Gestohlener Wagner allein zu Hause – ist das noch Kunst?

Jeder kann jederzeit zum Festspielhügel kommen und den sich direkt vor dem Festspielhaus verneigenden Richard Wagner sehen. Doch statt die Figuren am vom Künstler vorgesehenen Platz zu bewundern und die Installation als Ganzes auf sich wirken zu lassen, wollen manche Menschen eine der Figuren offenbar nur für sich haben. Das wäre auch eigentlich einfach und legal möglich, indem man eine der Figuren im Hörl-Shop in der Sophienstraße für 80 Euro kauft. Doch offenbar entscheiden sich viele Menschen dagegen und setzen aufs Stehlen statt aufs Kaufen. Ist das die Egozentrik unserer Zeit? Hauptsache “haben wollen”?

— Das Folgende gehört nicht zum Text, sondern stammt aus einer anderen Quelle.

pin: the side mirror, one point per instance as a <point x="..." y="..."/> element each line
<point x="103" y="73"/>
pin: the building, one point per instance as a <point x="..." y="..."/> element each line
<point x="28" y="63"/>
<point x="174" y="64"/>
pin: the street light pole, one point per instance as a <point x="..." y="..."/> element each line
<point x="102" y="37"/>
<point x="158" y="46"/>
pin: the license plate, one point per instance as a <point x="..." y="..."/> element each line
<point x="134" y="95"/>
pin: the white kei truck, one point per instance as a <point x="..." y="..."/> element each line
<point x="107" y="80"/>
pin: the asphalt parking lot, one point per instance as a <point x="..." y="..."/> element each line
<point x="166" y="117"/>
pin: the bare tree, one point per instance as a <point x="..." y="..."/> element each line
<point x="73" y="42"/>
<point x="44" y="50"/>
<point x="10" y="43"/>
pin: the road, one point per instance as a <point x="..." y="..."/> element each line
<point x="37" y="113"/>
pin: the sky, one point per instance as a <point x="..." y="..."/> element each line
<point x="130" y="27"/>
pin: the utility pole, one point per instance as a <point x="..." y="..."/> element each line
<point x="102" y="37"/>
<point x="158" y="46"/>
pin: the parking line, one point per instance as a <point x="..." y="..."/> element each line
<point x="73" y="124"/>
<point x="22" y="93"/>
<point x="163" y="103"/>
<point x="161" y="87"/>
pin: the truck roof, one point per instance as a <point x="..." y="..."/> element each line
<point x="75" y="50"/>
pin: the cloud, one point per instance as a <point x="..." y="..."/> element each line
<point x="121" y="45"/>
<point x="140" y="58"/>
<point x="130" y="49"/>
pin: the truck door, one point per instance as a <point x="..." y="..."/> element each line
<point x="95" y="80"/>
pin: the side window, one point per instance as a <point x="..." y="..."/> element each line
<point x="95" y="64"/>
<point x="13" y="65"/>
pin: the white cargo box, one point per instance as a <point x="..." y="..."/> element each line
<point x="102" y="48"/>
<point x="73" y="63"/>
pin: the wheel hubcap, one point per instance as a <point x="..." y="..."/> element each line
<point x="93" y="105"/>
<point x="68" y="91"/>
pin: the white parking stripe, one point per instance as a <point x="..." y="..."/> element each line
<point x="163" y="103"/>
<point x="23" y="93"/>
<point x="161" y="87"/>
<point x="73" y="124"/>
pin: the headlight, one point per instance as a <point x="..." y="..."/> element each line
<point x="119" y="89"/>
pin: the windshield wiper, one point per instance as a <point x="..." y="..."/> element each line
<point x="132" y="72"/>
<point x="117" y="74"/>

Wer sind die Wagner-Diebe?

Sind es Jugendliche, die sich etwas beweisen wollen, Leute, die genervt sind vom Wagner-Wahn und ein bisschen ärgern wollen? Oder sind es gut situierte Bayreuther, die sich normalerweise immer an alle Regeln halten und nun die Chance wittern endlich mal über die Stränge zu schlagen? Vielleicht von allen ein bisschen was.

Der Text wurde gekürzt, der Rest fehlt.